It’s hard for many young people to imagine life without their smartphones, apps, and internet service. But before the mid-20th century, people did just fine without all the excess technology. If you wanted to communicate with loved ones or friends, you called or visited them in person in decades past. Handwritten letters were also popular and even taught as part of proper etiquette. For the kids who were bored back then, they used their creativity to entertain themselves. They played board games, went for long walks, played at the park, or read good books. Here is more information on a time when we didn’t have the Internet and why that was a good thing.
We Used Maps, Phonebooks, and Help From Others to Get Around
It is a little sad that today’s youth may not know how to understand maps, atlases, and phonebooks. But in decades past, this is how people learned how to find places that they were unfamiliar with. Or they may have pulled over at a gas station to ask others how to locate certain places if they got lost. Also in decades past, you had to write addresses, names, and phone numbers in a small book that you kept on hand. This enabled you to use your common sense more and it taught you to follow directions carefully.
Libraries Were The Main Sources of Research
Before you could find out anything on the Internet, there was a time when you had to visit the library to obtain the information you needed.

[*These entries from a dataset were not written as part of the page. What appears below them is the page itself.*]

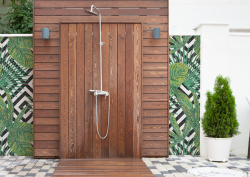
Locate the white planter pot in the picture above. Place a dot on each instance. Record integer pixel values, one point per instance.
(218, 149)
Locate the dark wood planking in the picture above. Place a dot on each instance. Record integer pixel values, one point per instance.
(52, 35)
(155, 58)
(155, 136)
(129, 89)
(149, 35)
(155, 74)
(132, 19)
(155, 66)
(121, 78)
(46, 50)
(155, 128)
(46, 152)
(77, 4)
(155, 50)
(155, 97)
(64, 100)
(47, 89)
(96, 86)
(150, 27)
(153, 120)
(46, 128)
(47, 113)
(155, 89)
(155, 42)
(80, 91)
(72, 90)
(46, 82)
(46, 43)
(137, 91)
(46, 66)
(155, 144)
(46, 145)
(155, 152)
(52, 27)
(88, 147)
(155, 105)
(46, 74)
(113, 149)
(105, 84)
(46, 136)
(46, 97)
(47, 121)
(113, 11)
(125, 167)
(155, 81)
(46, 58)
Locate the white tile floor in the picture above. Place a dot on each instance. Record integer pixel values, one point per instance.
(174, 166)
(177, 166)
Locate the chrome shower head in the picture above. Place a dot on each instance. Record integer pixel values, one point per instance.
(91, 12)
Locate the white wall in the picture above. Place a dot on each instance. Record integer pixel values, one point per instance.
(184, 15)
(228, 55)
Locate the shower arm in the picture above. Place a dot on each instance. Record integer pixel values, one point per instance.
(101, 43)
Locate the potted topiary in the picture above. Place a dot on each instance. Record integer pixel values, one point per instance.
(219, 121)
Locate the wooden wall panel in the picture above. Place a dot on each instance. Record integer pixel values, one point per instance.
(47, 60)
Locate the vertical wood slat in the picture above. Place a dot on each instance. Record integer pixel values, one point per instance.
(80, 91)
(88, 148)
(105, 84)
(129, 90)
(96, 86)
(72, 90)
(113, 91)
(121, 90)
(137, 91)
(64, 92)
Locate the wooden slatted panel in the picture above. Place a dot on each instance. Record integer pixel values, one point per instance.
(47, 51)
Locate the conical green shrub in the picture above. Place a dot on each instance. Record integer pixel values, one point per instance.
(220, 119)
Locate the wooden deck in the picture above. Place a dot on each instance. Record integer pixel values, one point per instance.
(123, 167)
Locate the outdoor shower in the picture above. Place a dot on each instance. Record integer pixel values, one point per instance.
(99, 92)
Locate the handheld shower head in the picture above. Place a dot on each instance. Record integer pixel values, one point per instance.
(91, 12)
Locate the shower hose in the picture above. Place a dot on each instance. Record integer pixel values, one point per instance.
(97, 119)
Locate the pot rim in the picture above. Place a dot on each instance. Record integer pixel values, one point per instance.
(219, 138)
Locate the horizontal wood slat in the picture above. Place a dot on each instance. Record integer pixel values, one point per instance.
(46, 66)
(155, 105)
(155, 128)
(75, 12)
(46, 136)
(155, 81)
(132, 19)
(47, 121)
(46, 128)
(46, 105)
(46, 97)
(153, 120)
(46, 58)
(155, 136)
(108, 4)
(155, 113)
(155, 89)
(46, 145)
(46, 152)
(38, 82)
(155, 97)
(47, 89)
(155, 152)
(154, 145)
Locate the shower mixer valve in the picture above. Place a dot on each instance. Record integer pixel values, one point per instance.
(100, 92)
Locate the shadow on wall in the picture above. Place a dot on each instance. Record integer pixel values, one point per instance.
(16, 92)
(184, 94)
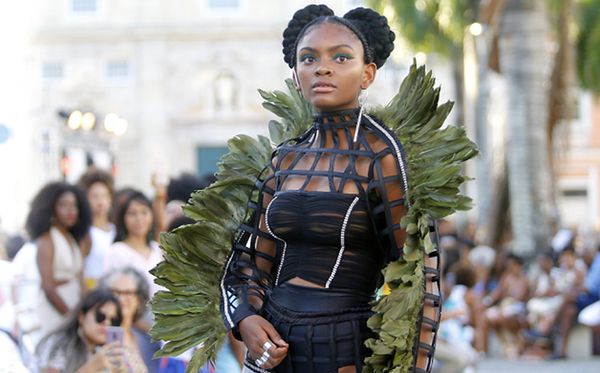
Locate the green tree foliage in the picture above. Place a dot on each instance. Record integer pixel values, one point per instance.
(431, 26)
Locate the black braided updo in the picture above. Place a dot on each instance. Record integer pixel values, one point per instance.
(370, 27)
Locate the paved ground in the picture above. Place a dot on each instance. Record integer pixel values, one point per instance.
(528, 366)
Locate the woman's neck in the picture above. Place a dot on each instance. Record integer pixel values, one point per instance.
(62, 229)
(137, 242)
(336, 129)
(101, 221)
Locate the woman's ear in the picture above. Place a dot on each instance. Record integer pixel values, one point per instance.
(295, 79)
(368, 75)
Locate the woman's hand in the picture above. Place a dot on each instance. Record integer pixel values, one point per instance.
(255, 332)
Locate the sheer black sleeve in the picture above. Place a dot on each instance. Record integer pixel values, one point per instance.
(388, 190)
(248, 271)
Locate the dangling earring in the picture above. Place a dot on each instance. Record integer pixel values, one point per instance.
(362, 99)
(296, 80)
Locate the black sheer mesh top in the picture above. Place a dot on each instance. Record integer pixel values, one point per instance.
(327, 211)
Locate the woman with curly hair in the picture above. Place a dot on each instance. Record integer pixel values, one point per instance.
(58, 222)
(299, 284)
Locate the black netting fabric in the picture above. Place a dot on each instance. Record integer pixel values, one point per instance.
(326, 211)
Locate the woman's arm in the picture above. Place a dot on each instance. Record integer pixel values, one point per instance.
(45, 262)
(248, 274)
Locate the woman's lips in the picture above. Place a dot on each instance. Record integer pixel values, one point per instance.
(321, 87)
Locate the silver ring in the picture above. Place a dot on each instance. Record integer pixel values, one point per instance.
(261, 360)
(267, 345)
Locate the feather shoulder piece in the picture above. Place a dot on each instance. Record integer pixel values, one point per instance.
(434, 155)
(187, 313)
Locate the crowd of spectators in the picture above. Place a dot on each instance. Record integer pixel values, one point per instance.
(82, 267)
(498, 303)
(75, 286)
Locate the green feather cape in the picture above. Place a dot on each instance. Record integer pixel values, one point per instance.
(187, 313)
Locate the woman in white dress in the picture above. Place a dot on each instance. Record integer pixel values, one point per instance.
(99, 186)
(58, 221)
(134, 246)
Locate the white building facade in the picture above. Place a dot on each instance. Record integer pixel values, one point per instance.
(182, 74)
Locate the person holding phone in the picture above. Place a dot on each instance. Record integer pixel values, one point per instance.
(80, 344)
(131, 289)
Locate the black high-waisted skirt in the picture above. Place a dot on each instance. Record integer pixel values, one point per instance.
(325, 328)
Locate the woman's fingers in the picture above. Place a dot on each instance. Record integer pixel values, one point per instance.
(273, 335)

You read encyclopedias, non-fiction books, old newspaper articles, journals, and magazines to gather research. It took more effort to find out facts in those days.
You Learned About The Latest Music From Radio
A long time ago, the only way you learned about the latest happenings in music was by listening to the radio. If you wanted free tickets to a concert, you would have to be the first or second caller to obtain them. When you listened to the radio, you heard fun interviews from your favorite artists and you could even record those interviews with blank cassette tapes.
Relationships Were More Meaningful
Nowadays, you can press some buttons and establish so-called relationships due to social media and online dating sites. But decades ago, people created relationships in more meaningful ways. Maybe you went to church with your neighbors and through real face-to-face interaction, all of you became friends. As a child, you learned proper conflict resolution strategies such as apologizing, extending forgiveness, not putting the other person down during disagreements, and working issues out calmly. Manners went a long way back then, and people exhibited more respect and empathy for each other.
Basic Life Skills Were Commonplace
Before the digital era, everyone possessed important basic life skills. These skills included sewing, how to prepare nutritious meals from scratch, knowing how to make minor home repairs, growing veggies, and fruits, knowing how to repair minor car problems, and how to manage money without relying on apps and finance blogs. Now there is a concern that future generations may not have those same skills or at least with the same capabilities as their grandparents from generations ago.
In conclusion, life was simpler in the days before the Internet and gadgets arrived on the scene. What would happen if we learned a few lessons from the past and incorporate them into our modern world? Maybe we might be happier, more self-sufficient, and even better spouses, friends, parents, and employees.